Müteahhitlik sektörüne döndüğümüz zaman benim şahsi düşüncem lehimize olucak bir konu. Ne zaman Suriye ve Irak kapıları bize açılır ne zaman biz mütahitler olarak veya çimentocular, demirciler olarak oraya gittiğimiz zaman o piyasalardan paylar alırız bu bizim için bir kara dönüşmüş olur.
– Ortaya şu çıkıyor, Türkiye’nin ihracat yaptığı bütün ülkelerde sanki bir görünmez el sorun çıkarıyor gibi tesadüf olamaz bu kadarı diyorsunuz. Yaşananlar bölgeyi yeniden dizayn etme çabası mı ya da yeni pazar savaşları mıdır?
Bölgeyi dizayn etme kesinlikle doğrudur. Orada bir devlet oluşturmaya çalışıyorlar ve buna da Rusya liderlik yapıyor. Esasında kendi kendilerine bıraksalardı orası belki bugüne kadar şekillenmiş olacaklardı. Şimdi Rusya’nın da konuya dahil olmasından dolayı orada gerginlikler daha da fazlalaşmaya başladı. Yarın öbür gün ne zaman stabil duruma gelir her şey normale döner biz de o zaman malımızı rahat rahat satarız veya mütehatlik hizmeti de veririz.
– Bankalarla sektörün arası nasıl bugünlerde?
Üyelerimizden, genç işadamlarından bize gelen bazı bilgilendirmeler oluyor. Şu an bir demirçelik bir süt sektöründen iki firmanın bankalar tarafından sıkıştırıldığı ve iflasa yönlendirildiğini görmekteyiz. Tabii bunlar şuan çok aceleci hareketler. Bunları bankaların yapmaması lazım çünkü bu iki firma da gerçekten çok büyük firmalar ve bunların üstesinden rahatlıkla gelebilecek olan firmalar. Bankalar şu anda çok acele etmeden alacakları kredileri sıkıştırmadan paraları tahsil etmeye çalışmalılar. Ve kredileri uzun vadeye yaymalarıdır.

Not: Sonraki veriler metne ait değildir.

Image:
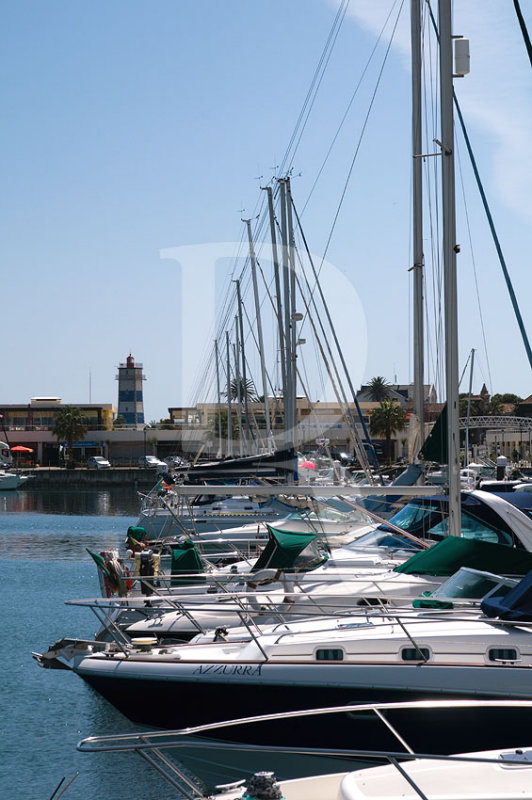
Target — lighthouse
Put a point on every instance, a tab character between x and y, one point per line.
130	400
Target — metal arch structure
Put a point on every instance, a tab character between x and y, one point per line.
501	422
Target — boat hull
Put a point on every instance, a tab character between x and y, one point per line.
183	695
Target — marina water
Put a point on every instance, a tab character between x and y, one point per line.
43	563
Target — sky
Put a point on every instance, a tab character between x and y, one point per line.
137	135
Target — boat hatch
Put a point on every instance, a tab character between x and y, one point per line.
507	759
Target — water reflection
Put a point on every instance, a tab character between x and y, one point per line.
110	501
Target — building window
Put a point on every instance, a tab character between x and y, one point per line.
415	654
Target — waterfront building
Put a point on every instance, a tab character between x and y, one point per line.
130	398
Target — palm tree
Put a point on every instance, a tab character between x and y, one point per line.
379	389
244	389
386	421
69	428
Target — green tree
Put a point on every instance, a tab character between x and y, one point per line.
379	389
213	425
247	389
69	428
386	421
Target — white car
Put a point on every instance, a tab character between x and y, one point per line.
98	462
151	462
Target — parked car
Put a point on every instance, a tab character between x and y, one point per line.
98	462
151	462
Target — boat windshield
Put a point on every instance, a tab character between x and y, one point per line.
474	583
430	520
386	539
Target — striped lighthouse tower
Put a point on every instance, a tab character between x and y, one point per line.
130	400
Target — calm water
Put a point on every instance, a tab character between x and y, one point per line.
43	562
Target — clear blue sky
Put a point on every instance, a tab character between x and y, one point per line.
132	127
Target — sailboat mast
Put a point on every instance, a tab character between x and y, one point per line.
229	407
241	349
278	297
218	397
466	460
287	399
417	221
253	261
450	249
294	317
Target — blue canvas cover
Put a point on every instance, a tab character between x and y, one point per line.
516	605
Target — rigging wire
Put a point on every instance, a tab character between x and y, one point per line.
313	88
359	143
347	110
524	31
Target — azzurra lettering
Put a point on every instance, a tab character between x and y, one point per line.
228	669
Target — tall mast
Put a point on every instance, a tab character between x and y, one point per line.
229	407
294	317
287	399
241	349
236	356
466	460
450	248
259	331
278	297
417	221
218	398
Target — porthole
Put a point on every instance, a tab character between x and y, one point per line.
330	654
415	654
502	654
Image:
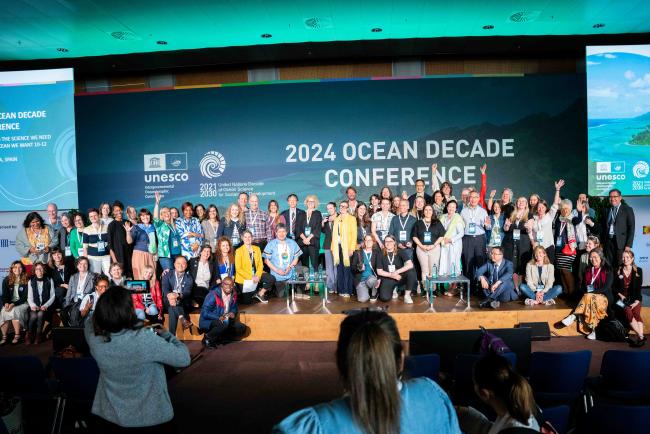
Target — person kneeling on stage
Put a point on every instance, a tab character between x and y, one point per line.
219	315
249	271
148	304
177	294
540	276
397	270
365	262
281	255
495	278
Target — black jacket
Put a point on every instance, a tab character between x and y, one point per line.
357	262
314	223
634	291
56	276
193	269
7	292
623	227
300	214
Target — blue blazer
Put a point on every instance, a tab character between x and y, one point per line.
213	307
504	274
169	282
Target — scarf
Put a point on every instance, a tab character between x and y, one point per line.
570	231
40	236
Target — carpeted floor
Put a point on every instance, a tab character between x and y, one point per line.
247	387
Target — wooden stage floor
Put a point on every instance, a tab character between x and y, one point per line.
307	320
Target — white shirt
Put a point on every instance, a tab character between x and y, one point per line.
203	274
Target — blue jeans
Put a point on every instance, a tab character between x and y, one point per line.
551	294
167	263
150	310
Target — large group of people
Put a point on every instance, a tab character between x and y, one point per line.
509	249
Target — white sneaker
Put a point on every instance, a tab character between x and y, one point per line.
569	320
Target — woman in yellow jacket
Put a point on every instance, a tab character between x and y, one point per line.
344	242
249	272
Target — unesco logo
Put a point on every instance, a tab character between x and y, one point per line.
640	169
212	165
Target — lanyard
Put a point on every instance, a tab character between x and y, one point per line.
594	277
177	287
369	258
403	225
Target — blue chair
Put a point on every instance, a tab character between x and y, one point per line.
624	375
463	377
558	378
606	419
77	385
24	376
425	365
558	417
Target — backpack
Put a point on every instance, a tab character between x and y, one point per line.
491	343
611	330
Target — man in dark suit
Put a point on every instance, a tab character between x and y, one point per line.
495	278
177	294
291	216
205	277
617	229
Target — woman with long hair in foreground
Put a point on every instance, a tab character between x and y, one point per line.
370	359
132	388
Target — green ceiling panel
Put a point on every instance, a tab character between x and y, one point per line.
35	29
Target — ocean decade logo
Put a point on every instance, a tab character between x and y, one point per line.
212	165
640	169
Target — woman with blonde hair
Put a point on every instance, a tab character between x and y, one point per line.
566	243
597	296
540	276
232	225
627	293
308	226
516	241
275	218
370	360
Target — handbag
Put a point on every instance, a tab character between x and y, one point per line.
568	250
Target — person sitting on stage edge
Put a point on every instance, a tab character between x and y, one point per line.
249	274
281	255
396	270
149	304
89	302
495	278
597	296
540	276
365	263
204	274
177	294
627	293
219	315
370	360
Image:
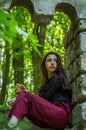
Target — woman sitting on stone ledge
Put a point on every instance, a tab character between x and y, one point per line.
52	108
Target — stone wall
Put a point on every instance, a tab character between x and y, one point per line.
75	44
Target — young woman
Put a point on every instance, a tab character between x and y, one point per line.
51	109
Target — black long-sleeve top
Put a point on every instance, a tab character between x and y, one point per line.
53	91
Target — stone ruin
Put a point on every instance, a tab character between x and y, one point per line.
42	11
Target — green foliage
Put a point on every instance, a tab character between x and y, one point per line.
17	26
7	25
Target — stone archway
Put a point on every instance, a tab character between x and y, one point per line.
75	58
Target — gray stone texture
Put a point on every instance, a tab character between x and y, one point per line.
74	43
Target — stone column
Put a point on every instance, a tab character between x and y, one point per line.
0	61
76	66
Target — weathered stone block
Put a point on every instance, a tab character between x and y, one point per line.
79	114
79	89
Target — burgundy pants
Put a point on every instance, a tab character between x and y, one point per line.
41	112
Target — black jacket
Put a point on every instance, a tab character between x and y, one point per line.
53	91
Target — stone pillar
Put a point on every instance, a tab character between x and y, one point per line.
0	61
75	45
76	65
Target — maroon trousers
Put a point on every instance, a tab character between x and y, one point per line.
41	112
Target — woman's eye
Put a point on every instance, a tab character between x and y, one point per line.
48	59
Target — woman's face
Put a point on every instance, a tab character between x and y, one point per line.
51	63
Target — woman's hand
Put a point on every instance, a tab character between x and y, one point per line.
11	101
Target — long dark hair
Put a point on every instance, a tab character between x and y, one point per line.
60	72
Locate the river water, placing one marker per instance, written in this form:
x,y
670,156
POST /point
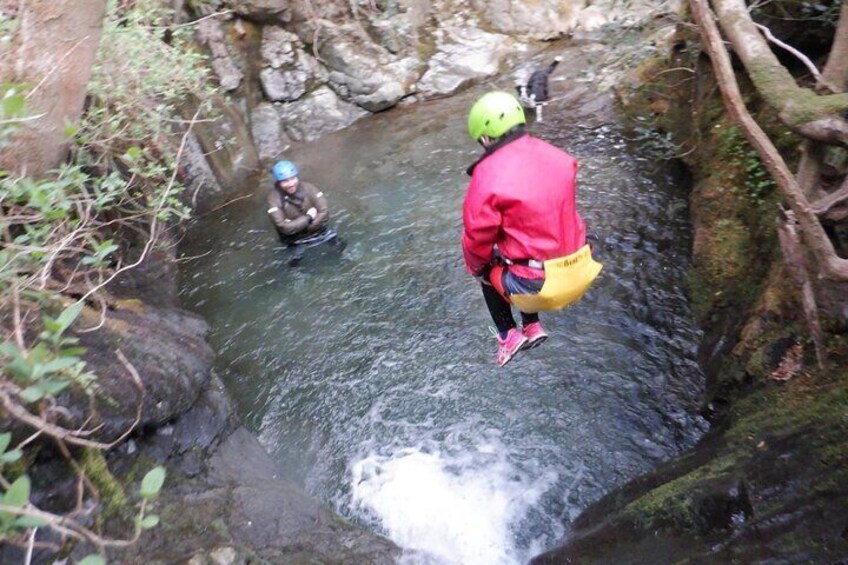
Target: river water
x,y
370,375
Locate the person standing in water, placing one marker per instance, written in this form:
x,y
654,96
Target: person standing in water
x,y
523,238
299,211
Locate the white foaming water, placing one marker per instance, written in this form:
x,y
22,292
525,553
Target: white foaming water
x,y
447,510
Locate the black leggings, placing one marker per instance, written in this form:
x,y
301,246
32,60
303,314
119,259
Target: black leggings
x,y
501,311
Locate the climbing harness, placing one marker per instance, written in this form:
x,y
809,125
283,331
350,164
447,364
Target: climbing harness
x,y
566,280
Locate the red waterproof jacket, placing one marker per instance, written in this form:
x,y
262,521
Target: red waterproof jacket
x,y
521,198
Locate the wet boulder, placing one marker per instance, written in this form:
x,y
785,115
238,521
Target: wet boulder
x,y
543,20
318,113
365,73
211,34
289,71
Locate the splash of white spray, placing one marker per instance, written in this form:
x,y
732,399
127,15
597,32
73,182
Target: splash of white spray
x,y
446,510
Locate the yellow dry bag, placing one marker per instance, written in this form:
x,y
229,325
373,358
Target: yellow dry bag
x,y
566,280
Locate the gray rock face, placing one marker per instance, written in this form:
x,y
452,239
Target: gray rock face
x,y
318,113
289,71
268,132
210,32
365,73
463,54
541,19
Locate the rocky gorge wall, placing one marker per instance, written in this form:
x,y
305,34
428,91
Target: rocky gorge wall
x,y
769,483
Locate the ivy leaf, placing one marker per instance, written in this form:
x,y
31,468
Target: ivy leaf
x,y
133,153
152,482
150,521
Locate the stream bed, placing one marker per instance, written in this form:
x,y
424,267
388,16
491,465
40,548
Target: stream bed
x,y
369,374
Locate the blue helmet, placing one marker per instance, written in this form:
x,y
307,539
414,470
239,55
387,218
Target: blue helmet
x,y
284,170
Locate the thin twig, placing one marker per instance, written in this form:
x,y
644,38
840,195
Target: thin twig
x,y
801,57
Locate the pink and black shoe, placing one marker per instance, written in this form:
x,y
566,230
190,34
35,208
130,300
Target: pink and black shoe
x,y
514,342
535,334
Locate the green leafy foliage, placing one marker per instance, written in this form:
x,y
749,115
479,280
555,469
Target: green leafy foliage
x,y
152,482
75,228
753,181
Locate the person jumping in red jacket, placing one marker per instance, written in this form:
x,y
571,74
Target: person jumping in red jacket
x,y
519,213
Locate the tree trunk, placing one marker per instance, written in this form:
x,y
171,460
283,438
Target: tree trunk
x,y
835,73
829,264
801,109
52,52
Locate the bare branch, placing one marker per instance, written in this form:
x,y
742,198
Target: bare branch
x,y
786,47
816,240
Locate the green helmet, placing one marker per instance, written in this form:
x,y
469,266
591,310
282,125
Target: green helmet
x,y
494,114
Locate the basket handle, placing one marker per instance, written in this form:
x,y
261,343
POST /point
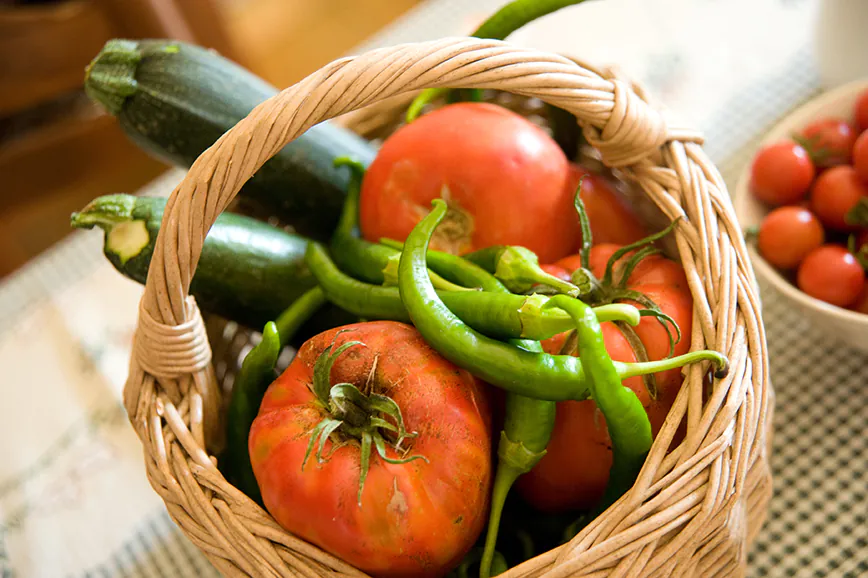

İŞ ÖRGÜTLERİ DAHA AKTİF OLMALI
– İş örgütleri veya sivil toplum kuruluşları çok verimli çalışıyor mu sizce Türkiye’de?
Çalışanlar var çalışmayanlar var. Biz çalışan grubun içerisindeyiz. Biz çok uğraşıyoruz ve yaptığımız belgeleri bilgilendirmeleri devletin en üst kademelerine kadar gönderiyoruz. En son B20 Genç Girişimciler ittifakında yapmış olduğumuz bildirgeyi hem cumhurbaşkanımız hem başbakanımız ve tüm Türkiye’deki bakanlarımıza da gönderdik. İş örgütleri daha aktif olmalı. Daha yoğun çalışılmalı fakat şu an elimizde olan bazı sivil toplum örgütleri sadece açılmışlar fakat ürettikleri bir şey yok. Ama biz öyle değiliz. Biz Türkiye Genç İş Adamları olarak yaklaşık 30 senedir devletin arkasında olup devamlı devlete yaptığımız bilgilendirmelerle beraber arkasındayız.
NÜKLEER ENERJİ ÖNEMLİ
– Yükleme parası bize neden daha yüksek?
Çünkü biz de enerji fiyatları daha yüksek. Yani şöyle söyleyeyim mesela çimento fiyatı bizde 40 dolarsa orada 30 dolar. Çünkü biz gidiyoruz bunu Rusya’dan alıyoruz getiriyoruz kullanıyoruz maliyetlerimiz var onun üstüne vergisi var. Onlarda ucuz olduğu için doğalgazla üretim yapıyorlar. O zaman nükleer enerji Türkiye için aslında fayda getirecek bir olay. Buradan o çıkıyor. Tüm sektörlerimizde enerjinin maliyetinin düşmesi gerekiyor. Yoksa öbür türlü bizim diğer alternatif pazarlar dediğimiz veya alternatif üreticiler dediğimiz dünyadaki ülkelerle fiyat bazında savaş edebilmesi kolay olmaz.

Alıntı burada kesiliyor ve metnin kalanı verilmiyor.